米エヌビディア、オープンソースの最新AIモデル公開 中国勢に対抗
写真は米エヌビディアのロゴ。8月19日に撮影。Reuters/Dado Ruvic
Stephen Nellis
[サンフランシスコ 15日 ロイター] - 米半導体大手エヌビディアは15日、人工知能(AI)の新しい基盤モデルを公開した。モデルの技術的な詳細を公開する「オープンソース」タイプで、同社の従来のモデルより処理速度が速く、低コストで賢いという。

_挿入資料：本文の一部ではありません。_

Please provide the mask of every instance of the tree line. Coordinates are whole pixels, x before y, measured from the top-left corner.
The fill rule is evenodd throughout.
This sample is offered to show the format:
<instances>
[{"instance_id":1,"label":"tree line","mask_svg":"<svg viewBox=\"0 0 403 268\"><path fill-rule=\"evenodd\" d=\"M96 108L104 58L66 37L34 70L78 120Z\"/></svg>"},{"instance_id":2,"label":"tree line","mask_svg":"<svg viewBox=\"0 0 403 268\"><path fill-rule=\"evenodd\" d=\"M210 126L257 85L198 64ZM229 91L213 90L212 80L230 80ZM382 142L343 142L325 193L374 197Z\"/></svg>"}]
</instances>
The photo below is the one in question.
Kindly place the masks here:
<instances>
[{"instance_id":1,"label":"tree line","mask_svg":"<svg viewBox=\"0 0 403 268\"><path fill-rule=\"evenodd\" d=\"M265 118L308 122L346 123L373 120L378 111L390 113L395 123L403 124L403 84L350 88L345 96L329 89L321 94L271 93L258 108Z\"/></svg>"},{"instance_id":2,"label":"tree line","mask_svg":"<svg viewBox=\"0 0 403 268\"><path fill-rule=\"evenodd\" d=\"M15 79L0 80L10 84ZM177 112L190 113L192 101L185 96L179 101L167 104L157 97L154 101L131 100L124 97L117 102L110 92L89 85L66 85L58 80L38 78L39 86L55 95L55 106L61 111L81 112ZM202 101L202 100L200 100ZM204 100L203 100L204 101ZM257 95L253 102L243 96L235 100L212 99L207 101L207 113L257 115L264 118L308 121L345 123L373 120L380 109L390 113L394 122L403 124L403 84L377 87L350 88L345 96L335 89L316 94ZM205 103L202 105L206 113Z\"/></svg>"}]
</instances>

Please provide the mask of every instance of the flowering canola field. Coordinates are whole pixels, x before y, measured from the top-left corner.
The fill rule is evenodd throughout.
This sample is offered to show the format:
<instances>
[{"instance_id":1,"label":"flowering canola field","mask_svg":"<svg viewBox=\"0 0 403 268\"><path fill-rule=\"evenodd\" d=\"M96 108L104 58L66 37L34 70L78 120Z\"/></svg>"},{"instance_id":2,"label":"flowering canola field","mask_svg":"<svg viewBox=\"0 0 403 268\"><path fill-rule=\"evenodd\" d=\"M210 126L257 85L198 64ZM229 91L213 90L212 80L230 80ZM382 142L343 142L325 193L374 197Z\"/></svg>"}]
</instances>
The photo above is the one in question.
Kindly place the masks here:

AI用半導体で知られるエヌビディアだが、同社は物理のシミュレーションから自動運転に至るまで、さまざまな用途向けにAI基盤モデルを提供している。オープンソースであるため、研究者や他の企業が利用可能だ。
15日発表されたのは大規模言語モデル(LLM)と呼ばれるタイプの基盤モデル「ネモトロン」の第3世代版。推論、コーディング(プログラム生成)などの目的に使われる。このうち最小規模のモデル「ネモトロン3ナノ」は15日に提供が開始され、より大きな二つのモデルは2026年上半期に利用可能になる。
同社はネモトロン3ナノが従来モデルに比べてより効率的、つまり運用コストが低いと説明。複数の段階を経る長い仕事の処理にも、より長けていると指摘した。
ディープシーク(深度求索)、月之暗面(ムーンショットAI)、アリババ集団といった中国IT企業のオープンソースタイプのAIモデルが、ハイテク業界では広く使われるようになっている。
米CNBCテレビとブルームバーグはそれぞれ、米メタが同社のAIモデルを、技術詳細を公開しない「クローズドソース」タイプにシフトすることを検討していると報じており、エヌビディアは米国のオープンソースタイプのAIモデルでは特に大手の提供元になりつつある。
米国の連邦・州政府機関の多くは安全保障への懸念から中国製モデルの使用を禁止している。 エヌビディアのカリ・ブリスキ企業向け生成AIソフト担当副社長は、同社が「人々が信頼できるモデル」の提供を目指しており、モデルの学習データや他のツールを公開することで、政府や企業ユーザーがモデルの安全性を試し、改変できると語った。